Multiple councilmembers said they wer e disappointed that only 161 people bothered to answer the survey.

“We have 15,000 people in Lockhart and we had 160 people do this survey and this is our largest project we are about to do in I don’t know how long,” Michelson said.

Ron Faulstich of Printing Solutions addressed the council.

“The four-way stop signs, new lighting and crosswalks are a nice addition for safety,” Faulstich said. “I like the new one-way directions on Main Street and Commerce Street.  I know we want tourism, but you can’t have tourism if you can’t park down there. Please consider Plan 1B without the plaza.”

Faulstich’s son, Travis, also said he was concerned with the possibility of losing parking spaces near his business.

“Throughout the day we see 50 to 100 people,” Travis Faulstich said. “1B is a better option without the plaza.”

Parind Vora, owner of Lockhart Bistro, said he would have preferred a survey of the businesses around the square because they will be the ones most affected.

“I don’t want to turn the plaza thing into a refuge for the homeless,” Vora said. “That is a possibility and a probability.”

Donna Daniels, was among those speaking, and she liked Plan 1A.

“It’s very pedestrian friendly,” Daniels said. “The city will benefit from a pedestrian -friendly downtown.”

Will Wachel of TRC Engineers said when whichever plan is approved, the design would take up to 12 months to complete. If approved by the council on June 7, bidding would begin in 2023 from Sept. 1 to Dec. 1, and the phased construction Dec. 1, 2023 to Dec. 1, 2025.
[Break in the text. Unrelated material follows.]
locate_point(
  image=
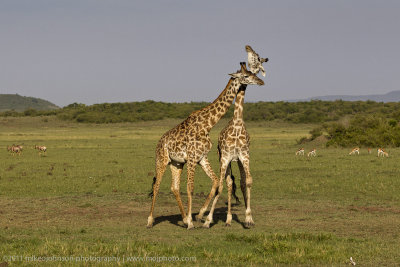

Mayor Pro Tem Angie Gonzales-Sanchez said she would like to hear more comments from businesses around the square before she made a decision.

Councilmember Kara McGregor added, “I don’t feel like I can make a decision today without a more accurate assessment.”

White said it seemed everyone was in favor of removing the plaza concept.

“From my practical standpoint, we’ve had two public hearings and I’ve had it on our city’s website,” he said. “It’s just not practical time-wise to go around and survey every business on the square. It is going to affect your business, so we need your input. I’ve heard criticism here and I don’t think it’s warranted.

“We want to have as little impact on parking as possible. I would like for us to come back and narrow this down and move forward with this project.”

In other business:

The Mayor and City Council went into executive session to seek legal advice regarding the proposed new redistricting plans for the city’s voting districts.

“There has been considerable discussion that was all over the place,” White said.

Mayor Pro Tem Angie Gonzales-Sanchez requested that the item be tabled. White said there would be a vote on the redistricting plan at the May 17 meeting.

Pam Larison, Director of Finance for the City, gave the midyear report. The revenue is up 13.4% over the 2021 collections.

“I believe this has a lot to do with growth,” Larison said.

City Human Resources Director Julie Bowermon noted that the Texas Monthly BBQ World’s Fair, which had been in Austin since 2009, but moved to Lockhart for 2022 so it could become a two-day event (Nov. 5-6), will be in downtown Lockhart on Saturday and at the City Park on Sunday. Bowerman said the event was requesting a sponsorship donation to the festival.

Texas Monthly representatives spoke to the council.

Councilmember Brad Westmoreland said, “This is a shot in the arm. We should take advantage of it.”

The Council voted unanimously in favor of the sponsorship contribution.

Texas Monthly is also seeking to have a possible Beer Hall for sales and consumption of alcohol at locations on W. Market St. and S. Commerce St. That too, passed unanimously.

Plans for an apartment complex on Blackjack Road with 19 townhomes was approved 7–0.

Councilmember Kara McGregor noted that she was especially looking forward to the upcoming (May 20) Courthouse Nights with Lockhart’s own James McMurtry performing. McGregor called McMurtry a “world-class musician.”

White said he was “really excited” about the addition of the CARTS Now program.